»Dit is Kreuzberg, eeh«
Am Samstag demonstrierten in Berlin-Kreuzberg Mieter gegen Zwangsräumungen und Verdrängung
Von Elsa Koester
So lange ich lebe, werde ich hier bleiben. Ich werde mich hier nicht verdrängen lassen!«, schallt die Stimme der 63jährigen Mieterin durch die Reichenberger Straße in Berlin-Kreuzberg. Menever Aydin spricht vor etwa 300 Demonstranten, die am Samstag dem Aufruf des gentrifizierungskritischen Bündnisses »Wir bleiben alle« zu einer Kundgebung gegen Zwangsräumung und Verdrängung gefolgt waren. Menever, die »Löwin der Reichenberger Straße«, hatte als erste im Haus gegen die Kündigung durch die schwedische Immobiliengesellschaft Akelius geklagt, und das erfolgreich.

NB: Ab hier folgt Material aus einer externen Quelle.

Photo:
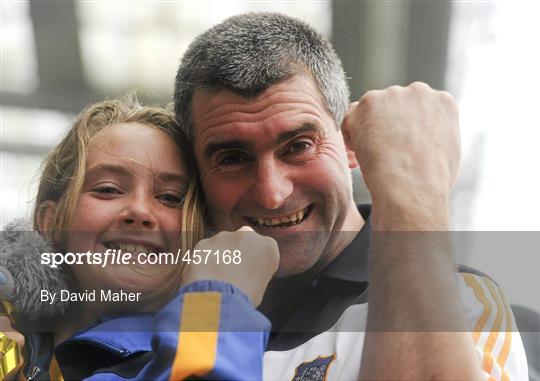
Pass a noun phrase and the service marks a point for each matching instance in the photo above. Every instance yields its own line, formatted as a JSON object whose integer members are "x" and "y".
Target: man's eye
{"x": 232, "y": 159}
{"x": 171, "y": 200}
{"x": 299, "y": 146}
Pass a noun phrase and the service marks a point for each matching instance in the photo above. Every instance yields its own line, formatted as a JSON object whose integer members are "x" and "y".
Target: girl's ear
{"x": 46, "y": 216}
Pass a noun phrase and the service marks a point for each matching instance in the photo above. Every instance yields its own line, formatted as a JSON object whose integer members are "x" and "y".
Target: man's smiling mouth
{"x": 292, "y": 219}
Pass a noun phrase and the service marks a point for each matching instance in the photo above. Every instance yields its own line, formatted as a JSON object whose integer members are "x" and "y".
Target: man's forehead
{"x": 283, "y": 108}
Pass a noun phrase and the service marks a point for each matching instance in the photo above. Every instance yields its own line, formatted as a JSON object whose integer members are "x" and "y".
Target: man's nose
{"x": 273, "y": 185}
{"x": 139, "y": 212}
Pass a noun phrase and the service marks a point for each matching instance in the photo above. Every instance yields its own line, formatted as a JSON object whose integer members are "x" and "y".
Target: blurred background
{"x": 58, "y": 56}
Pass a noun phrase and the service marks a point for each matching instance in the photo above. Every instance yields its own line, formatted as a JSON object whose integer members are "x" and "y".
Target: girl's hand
{"x": 259, "y": 259}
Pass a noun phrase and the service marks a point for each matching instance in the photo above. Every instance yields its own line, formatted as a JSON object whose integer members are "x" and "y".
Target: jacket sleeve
{"x": 209, "y": 330}
{"x": 498, "y": 343}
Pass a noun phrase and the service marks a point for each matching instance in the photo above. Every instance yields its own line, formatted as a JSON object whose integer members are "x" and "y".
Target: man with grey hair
{"x": 265, "y": 103}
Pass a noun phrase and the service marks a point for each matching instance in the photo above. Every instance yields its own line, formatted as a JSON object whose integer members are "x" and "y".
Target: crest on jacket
{"x": 313, "y": 370}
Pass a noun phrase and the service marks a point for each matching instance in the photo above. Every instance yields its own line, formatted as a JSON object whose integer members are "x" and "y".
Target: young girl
{"x": 123, "y": 181}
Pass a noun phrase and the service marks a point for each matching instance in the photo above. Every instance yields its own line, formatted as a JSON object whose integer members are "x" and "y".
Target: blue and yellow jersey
{"x": 209, "y": 330}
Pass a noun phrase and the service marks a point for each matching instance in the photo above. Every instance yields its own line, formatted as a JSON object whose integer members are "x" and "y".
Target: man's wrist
{"x": 403, "y": 211}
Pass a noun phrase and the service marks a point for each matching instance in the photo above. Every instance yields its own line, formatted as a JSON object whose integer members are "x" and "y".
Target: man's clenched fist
{"x": 259, "y": 262}
{"x": 407, "y": 142}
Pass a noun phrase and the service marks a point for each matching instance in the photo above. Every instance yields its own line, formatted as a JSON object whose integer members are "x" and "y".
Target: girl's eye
{"x": 171, "y": 200}
{"x": 107, "y": 189}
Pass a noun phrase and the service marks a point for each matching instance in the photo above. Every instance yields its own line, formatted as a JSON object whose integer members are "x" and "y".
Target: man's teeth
{"x": 293, "y": 219}
{"x": 130, "y": 247}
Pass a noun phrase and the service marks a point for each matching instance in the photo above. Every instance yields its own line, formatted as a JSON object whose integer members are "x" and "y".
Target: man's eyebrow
{"x": 287, "y": 135}
{"x": 212, "y": 148}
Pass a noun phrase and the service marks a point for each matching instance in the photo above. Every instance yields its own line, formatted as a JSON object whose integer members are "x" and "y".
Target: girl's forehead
{"x": 136, "y": 143}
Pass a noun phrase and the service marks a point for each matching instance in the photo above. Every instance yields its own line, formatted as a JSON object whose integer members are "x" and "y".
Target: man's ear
{"x": 351, "y": 157}
{"x": 46, "y": 217}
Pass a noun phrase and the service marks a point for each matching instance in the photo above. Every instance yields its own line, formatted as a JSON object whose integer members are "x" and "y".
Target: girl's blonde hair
{"x": 64, "y": 168}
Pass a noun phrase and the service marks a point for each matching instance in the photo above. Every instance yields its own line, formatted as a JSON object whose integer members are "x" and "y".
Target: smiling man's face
{"x": 277, "y": 162}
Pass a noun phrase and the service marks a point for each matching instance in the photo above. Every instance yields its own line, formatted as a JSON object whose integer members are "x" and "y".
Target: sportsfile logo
{"x": 119, "y": 257}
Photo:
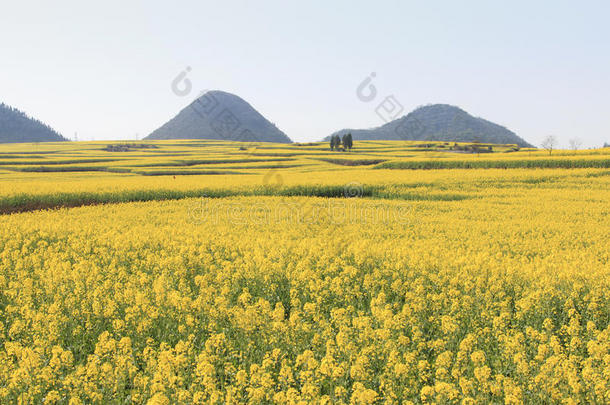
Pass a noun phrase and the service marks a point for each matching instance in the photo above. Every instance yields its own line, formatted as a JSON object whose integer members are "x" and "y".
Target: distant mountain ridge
{"x": 16, "y": 126}
{"x": 439, "y": 122}
{"x": 220, "y": 115}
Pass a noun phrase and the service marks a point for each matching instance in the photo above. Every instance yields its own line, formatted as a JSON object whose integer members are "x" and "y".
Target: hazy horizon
{"x": 105, "y": 71}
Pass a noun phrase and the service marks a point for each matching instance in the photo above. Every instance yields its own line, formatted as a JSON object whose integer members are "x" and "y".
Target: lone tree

Die Firma besitzt deutschlandweit etwa 16000 Wohnungen, vor vier Jahren waren es erst halb so viele. »Investitions«schwerpunkt ist Berlin. In der Reichenberger Straße 72a will Akelius alle Miet- in Eigentumswohnungen umwandeln. Menever Aydin aber darf bleiben. »Schaut nicht nur aus dem Fenster! Je früher man anfängt, sich zu wehren, desto besser«, gibt sie ihren Nachbarn noch auf den Weg und erntet Applaus.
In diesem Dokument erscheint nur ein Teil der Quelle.